14. Éloigné des querelles, exempt d'avarice, doux

Trois autres qualités encore, qu'on dépasse bien trop facilement.

Éloigné des querelles — non batailleur. Certains hommes se trouvent perpétuellement en guerre, et la guerre porte toujours un nom doctrinal. Toute église où ils entrent se divise, toute communion où ils se joignent se fracture, il y a toujours un coupable, et ce n'est jamais eux. L'Écriture disqualifie cet homme de la charge, et la constance du schéma en est la preuve.

Exempt d'avarice — le mot est ici plus large que l'argent. C'est une disposition à saisir tout ce que l'homme convoite : l'influence, la position, la reconnaissance, le dernier mot.

Doux — le mot porte l'idée de bienveillance et de longanimité, la disposition à souffrir le tort sans rendre la pareille. C'est là l'exact opposé de l'homme violent, et c'est le tempérament qu'exige cette œuvre, car l'œuvre se fait avec des brebis, et les brebis sont lentes, et craintives, et elles ne cessent de s'égarer.

15. Gouvernant bien sa propre maison

« Gouvernant bien sa propre maison, tenant ses enfants dans la soumission, en toute honnêteté. Car si quelqu'un ne sait pas conduire sa propre maison, comment gouvernera-t-il l'Église de Dieu ? » (1 Timothée 3:4-5)

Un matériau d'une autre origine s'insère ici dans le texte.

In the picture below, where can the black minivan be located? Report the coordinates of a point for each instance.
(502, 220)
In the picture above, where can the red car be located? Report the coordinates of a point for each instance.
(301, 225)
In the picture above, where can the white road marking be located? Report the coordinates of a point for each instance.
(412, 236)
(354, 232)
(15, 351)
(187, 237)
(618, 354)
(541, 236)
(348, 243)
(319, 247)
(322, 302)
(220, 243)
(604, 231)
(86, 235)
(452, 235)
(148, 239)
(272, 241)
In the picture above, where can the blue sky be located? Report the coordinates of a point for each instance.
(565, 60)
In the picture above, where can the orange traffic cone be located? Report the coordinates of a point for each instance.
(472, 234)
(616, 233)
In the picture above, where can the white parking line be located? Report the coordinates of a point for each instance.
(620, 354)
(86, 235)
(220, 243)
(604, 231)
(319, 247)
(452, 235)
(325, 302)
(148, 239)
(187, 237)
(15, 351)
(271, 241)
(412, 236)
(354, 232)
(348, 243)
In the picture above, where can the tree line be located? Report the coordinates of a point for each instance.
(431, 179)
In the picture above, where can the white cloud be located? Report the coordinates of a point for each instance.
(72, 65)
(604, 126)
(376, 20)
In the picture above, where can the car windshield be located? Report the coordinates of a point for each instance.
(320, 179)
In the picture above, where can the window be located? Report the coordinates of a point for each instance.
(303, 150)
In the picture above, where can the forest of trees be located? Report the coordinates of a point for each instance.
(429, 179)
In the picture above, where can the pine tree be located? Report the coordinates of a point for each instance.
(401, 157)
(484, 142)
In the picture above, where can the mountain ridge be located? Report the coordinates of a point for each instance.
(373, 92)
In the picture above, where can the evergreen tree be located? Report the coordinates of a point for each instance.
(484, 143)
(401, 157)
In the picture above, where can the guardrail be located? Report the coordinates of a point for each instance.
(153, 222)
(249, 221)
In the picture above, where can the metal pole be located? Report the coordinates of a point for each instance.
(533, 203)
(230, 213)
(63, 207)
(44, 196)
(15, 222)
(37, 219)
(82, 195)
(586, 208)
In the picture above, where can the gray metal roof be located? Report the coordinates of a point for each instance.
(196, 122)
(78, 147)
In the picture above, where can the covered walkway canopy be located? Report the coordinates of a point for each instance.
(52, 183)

Dieu fournit ici lui-même son propre argument, ce qui est rare, et la logique en est sans réplique : c'est le plus petit dépôt qui vient éprouver l'homme pour le plus grand.

Il faut ici prendre garde d'éviter deux erreurs à la fois.

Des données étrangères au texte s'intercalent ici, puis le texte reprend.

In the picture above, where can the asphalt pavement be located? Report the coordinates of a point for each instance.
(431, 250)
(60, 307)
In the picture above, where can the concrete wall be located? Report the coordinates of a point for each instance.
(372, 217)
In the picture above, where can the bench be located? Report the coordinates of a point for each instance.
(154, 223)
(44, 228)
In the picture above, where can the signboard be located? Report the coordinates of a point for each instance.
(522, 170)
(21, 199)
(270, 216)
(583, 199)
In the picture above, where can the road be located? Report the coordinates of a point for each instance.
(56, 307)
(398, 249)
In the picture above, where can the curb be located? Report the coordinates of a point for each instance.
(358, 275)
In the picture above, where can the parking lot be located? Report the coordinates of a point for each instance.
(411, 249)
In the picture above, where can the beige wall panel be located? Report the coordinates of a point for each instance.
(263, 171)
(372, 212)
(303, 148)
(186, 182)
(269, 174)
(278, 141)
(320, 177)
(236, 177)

La première est de balayer la chose — de traiter une maison chaotique ou apeurée comme une affaire privée sans rapport avec la charge. Elle n'est nullement une affaire privée. C'est la qualification dont Dieu a choisi de tirer son raisonnement.

La seconde est d'en faire une arme — de se servir de ce verset pour harceler un homme fidèle dont un enfant adulte s'est éloigné. L'exigence concerne les enfants sous son toit et sous son autorité, et elle porte sur sa conduite, non sur un résultat garanti. Des hommes pieux ont eu des fils prodigues ; Dieu lui-même a des enfants qui se rebellent. Un homme n'est pas disqualifié parce qu'un fils devenu grand a fait son propre choix. Il l'est en revanche si sa maison se trouve présentement sans gouvernement, ou si elle est gouvernée par la peur.

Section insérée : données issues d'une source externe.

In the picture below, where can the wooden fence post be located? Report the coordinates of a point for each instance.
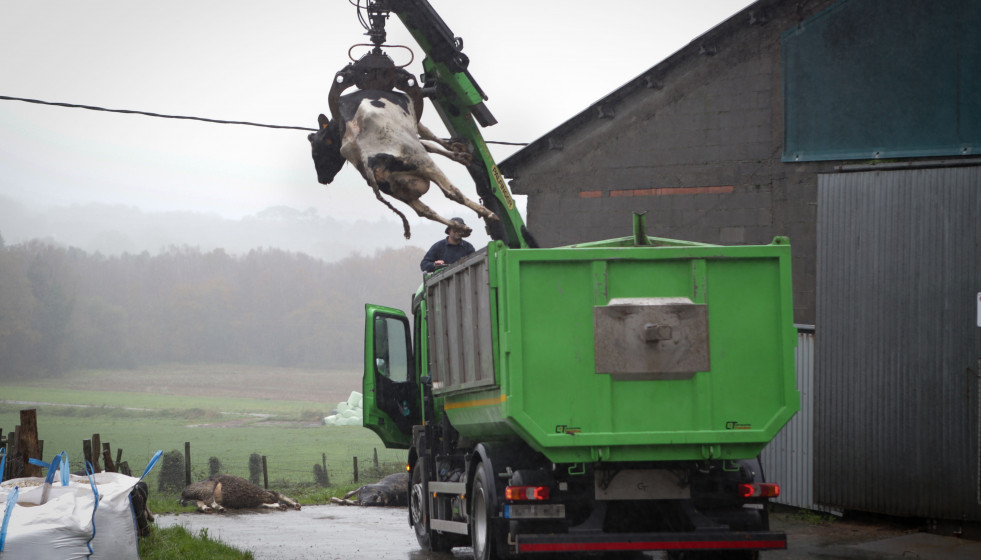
(107, 457)
(96, 452)
(187, 463)
(28, 441)
(86, 451)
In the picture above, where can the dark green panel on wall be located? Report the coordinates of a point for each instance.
(870, 79)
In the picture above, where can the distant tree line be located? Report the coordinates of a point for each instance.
(63, 309)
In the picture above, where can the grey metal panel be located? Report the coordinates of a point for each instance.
(461, 355)
(897, 383)
(789, 459)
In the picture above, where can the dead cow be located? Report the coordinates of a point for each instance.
(222, 491)
(379, 132)
(393, 490)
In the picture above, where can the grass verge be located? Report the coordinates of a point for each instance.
(178, 542)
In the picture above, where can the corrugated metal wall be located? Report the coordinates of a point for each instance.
(789, 459)
(897, 385)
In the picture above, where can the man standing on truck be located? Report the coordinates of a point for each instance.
(447, 251)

Et voici la forme pénétrante de la question, qu'aucune assemblée n'est en mesure de poser et qu'une épouse pourrait toujours trancher : est-il le même homme à sa propre table qu'il l'est derrière sa propre chaire ? S'il ne l'est pas, la chaire est une représentation, et la table est la vérité.

16. Point nouvellement converti, de peur qu'il ne tombe dans la condamnation du diable

La raison rattachée à cette exigence est plus alarmante que l'exigence elle-même.

On ne doit jamais confier la charge à un nouveau converti — non parce qu'il manquerait de connaissance, mais à cause de l'effet que l'élévation produit sur un homme qui n'a pas encore été éprouvé. De peur que, enflé d'orgueil, il ne tombe dans la condamnation du diable.

Relisez donc cette dernière expression. On l'entend généralement comme désignant la condamnation même qu'a encourue le diable — et son péché ne fut ni l'immoralité ni le vol. Ce fut de convoiter une place à laquelle il n'avait aucun droit, et de s'enfler à cause de ce qu'il était.

L'avertissement de Dieu est donc qu'un homme élevé trop vite court le risque de la ruine identique, par le mécanisme identique. Non pas une chute moindre. Mais exactement la même.

Cela s'applique très clairement à la manière dont les églises se comportent réellement. Nous plaçons de jeunes hommes doués sur des estrades bien trop tôt, parce qu'ils attirent. Nous confions de l'influence à de jeunes hommes dont le caractère n'a jamais été éprouvé par une décennie de quoi que ce soit. Et lorsqu'ils tombent — publiquement, coûteusement, laissant une traînée de gens blessés — nous exprimons notre surprise, alors que Dieu avait consigné le mécanisme d'avance et nous en avait dit la raison.

Le portrait néotestamentaire le plus net s'en trouve chez un homme nommé en trois versets d'une lettre privée : Diotrèphe, qui aime à être le premier parmi eux. Il refusait de recevoir l'apôtre. Il tenait contre lui des propos malveillants. Il ne recevait pas lui-même les frères, il l'interdisait à ceux qui le voulaient, et il les chassait de l'église.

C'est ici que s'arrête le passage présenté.